I have been trying to not write about our house while it is on the market1, but I need to record this for posterity.

We have an old house, and last night, for the second time this year, a bat has made its way in while the house is locked up at night. Play-by-play:

Jessie (hereafter referred to as “My Wife“, in a Borat voice) goes to the kitchen for a glass of water around 2:30am, and sees a bat (hereafter referred to as Benoit) hanging on a window shade. I prepare for bat battle, and Benoit flies up and down our staircase for a bit. Benoit returns to the bathroom where we believe he entered, where he is promptly shut in, and My Wife and I return to our bedroom to regroup. Animal control is called, but “they don’t deal with that kind of thing2.” They end up getting a police man dispatched to our house (Officer Tinslow, who was really cool about it all). Benoit is now nowhere to be found (obvs), and we assume it has gone back into the wall or wherever. Flash forward to morning diaper change for Jack, when Benoit is found hanging on the drapes right next to the changing table in the nursery. He is not-very-quickly dispatched out that window, and is terrible at gaining altitude when flying in circles.

Some stray observations:

  • Bats are ten million percent easier to deal with in daylight. They do pretty much the same things, but you can see it. They seem smaller.
  • As I said, this is the second time this happened. The first time, My Wife was pregnant, and this time is right before trying to sell/rent out our house.
  • I kept thinking about the Louis CK bit from his last special about calling animal control, where they say they have a guy for that but they go to extraordinary lengths not to call him “the bat man.”

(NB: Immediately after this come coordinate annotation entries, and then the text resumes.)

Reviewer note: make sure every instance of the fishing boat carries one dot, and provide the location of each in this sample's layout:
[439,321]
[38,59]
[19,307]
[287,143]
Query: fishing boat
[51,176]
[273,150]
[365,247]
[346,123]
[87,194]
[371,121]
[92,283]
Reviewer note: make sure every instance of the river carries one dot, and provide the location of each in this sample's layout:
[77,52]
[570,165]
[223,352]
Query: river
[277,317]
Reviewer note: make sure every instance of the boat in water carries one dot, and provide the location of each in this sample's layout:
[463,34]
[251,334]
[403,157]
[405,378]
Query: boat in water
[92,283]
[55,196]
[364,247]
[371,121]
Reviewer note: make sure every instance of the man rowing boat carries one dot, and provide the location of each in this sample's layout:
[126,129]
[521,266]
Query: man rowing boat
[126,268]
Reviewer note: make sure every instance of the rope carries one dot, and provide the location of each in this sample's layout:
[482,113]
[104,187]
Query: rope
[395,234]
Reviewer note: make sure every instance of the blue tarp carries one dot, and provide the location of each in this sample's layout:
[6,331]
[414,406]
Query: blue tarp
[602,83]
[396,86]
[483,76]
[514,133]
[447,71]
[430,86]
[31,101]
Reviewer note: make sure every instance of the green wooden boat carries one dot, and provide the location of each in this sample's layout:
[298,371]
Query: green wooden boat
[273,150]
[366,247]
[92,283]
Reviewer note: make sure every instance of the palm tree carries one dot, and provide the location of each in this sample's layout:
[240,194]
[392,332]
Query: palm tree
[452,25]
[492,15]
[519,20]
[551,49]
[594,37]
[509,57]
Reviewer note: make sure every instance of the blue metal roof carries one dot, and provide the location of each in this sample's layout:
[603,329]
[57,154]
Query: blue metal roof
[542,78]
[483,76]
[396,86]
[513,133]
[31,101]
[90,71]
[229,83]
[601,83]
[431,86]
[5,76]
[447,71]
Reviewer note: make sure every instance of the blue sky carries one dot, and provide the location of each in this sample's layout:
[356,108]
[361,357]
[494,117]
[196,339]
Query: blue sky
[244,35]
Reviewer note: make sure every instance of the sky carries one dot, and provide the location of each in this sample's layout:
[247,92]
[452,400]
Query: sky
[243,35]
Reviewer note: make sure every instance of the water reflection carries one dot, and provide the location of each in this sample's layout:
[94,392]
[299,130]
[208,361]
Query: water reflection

  1. If you are interested, it has new windows and one less bat.
  2. This is the second time I have heard this from them. The last time was in college, and I was in a dilapidated rental house that had a racoon the size of a labrador retriever living in the ceiling. They had a guy for that too, and when he caught him in a trap and we asked what he was going to do with it, he said he “was not at liberty to discuss it.” Conspiracy theories included moving the racoon to another of our terrible landlord’s properties, or the bad Chinese restaurant down the street (which was shut down later that year).